Bureaucratie pléthorique, lenteur des prises de décision, dispersion, éléments dissidents, actes délictuels (isolés et jamais bien graves: vols, agressions verbales)… Sol reproduit finalement à son échelle les schémas existant dans la société dans son ensemble.

C’est, somme toute, logique. On ne peut espérer que la complexité du monde disparaisse au profit d’un système monolithique, même lorsque le périmètre de ce dernier (le campement de Puerta del Sol) est réduit. Conscients des dangers de la pensée unique, les Indignés ont prôné l’ouverture, ce qui a permis à la société d’imprimer son reflet dans leur village… au détriment de l’établissement d’une système modèle.
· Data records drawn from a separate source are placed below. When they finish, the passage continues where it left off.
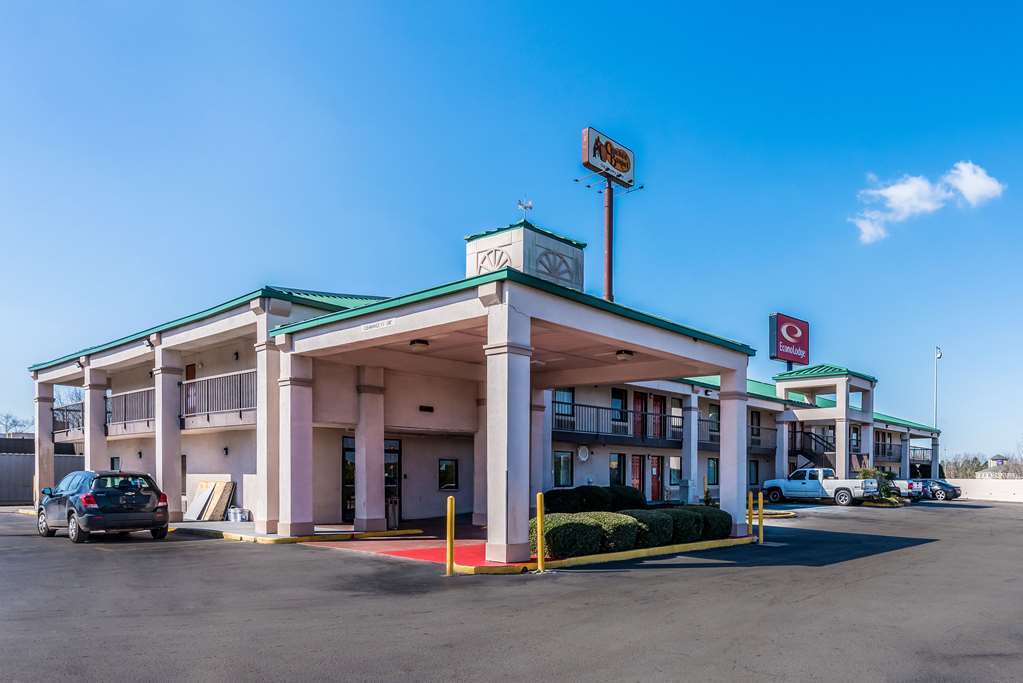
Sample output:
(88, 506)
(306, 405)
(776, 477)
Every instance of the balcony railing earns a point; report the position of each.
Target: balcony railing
(131, 406)
(614, 421)
(888, 452)
(233, 392)
(71, 416)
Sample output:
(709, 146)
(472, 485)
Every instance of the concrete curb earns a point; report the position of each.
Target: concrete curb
(277, 540)
(607, 556)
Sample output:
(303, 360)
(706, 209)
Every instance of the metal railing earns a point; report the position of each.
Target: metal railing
(71, 416)
(887, 452)
(758, 437)
(219, 394)
(131, 406)
(615, 421)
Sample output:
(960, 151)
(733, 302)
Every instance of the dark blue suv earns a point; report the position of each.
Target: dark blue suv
(115, 502)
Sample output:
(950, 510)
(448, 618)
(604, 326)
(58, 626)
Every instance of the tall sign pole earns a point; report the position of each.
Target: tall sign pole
(617, 165)
(609, 240)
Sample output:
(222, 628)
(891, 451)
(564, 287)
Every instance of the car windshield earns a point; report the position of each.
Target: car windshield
(124, 483)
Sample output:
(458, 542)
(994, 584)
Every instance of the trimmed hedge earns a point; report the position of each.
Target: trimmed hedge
(687, 525)
(593, 498)
(656, 528)
(619, 531)
(717, 522)
(567, 536)
(626, 498)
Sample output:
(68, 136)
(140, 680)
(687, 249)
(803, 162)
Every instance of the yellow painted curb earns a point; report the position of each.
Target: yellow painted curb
(277, 540)
(608, 556)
Dans ce contexte, certains médias conservateurs peu charitables avec le Mouvement se font dernièrement l’écho d’une place noyée dans ses propres contradictions et qui n’est pas parvenue à réaliser l’utopie.

Quelles voies pour la révolution?

C’est sans compter sur la lucidité des Indignés qui, conscients des dérives du système, se remuent les méninges pour y apporter des solutions concrètes.

Voilà la commission de la dynamisation des Assemblées créée. Une énième commission? Oui, mais. Les solutions ne tardent pas à apparaître. La nouvelle entité propose de modifier les règles de prise de décisions en assemblée générale: le consensus oui, mais pas nécessairement l’unanimité. Ne reste plus qu’à passer l’examen final: faire approuver tout ça en assemblée générale… en espérant que personne n’oppose son veto.

Pendant ce temps, le Mouvement 15-M, dont les participants répètent à l’envi que sa destinée est indépendante de celle du campement de la Puerta del Sol, continue sur sa lancée mobilisatrice.

Décentralisation vers les quartiers et les villes et internationalisation du Mouvement sont les voies que doit désormais emprunter ladite Spanish Revolution. De nouveaux moyens d’action se dessinent en assemblées, et de nouvelles manifestations sont prévues, dont une nationale, le 19 juin.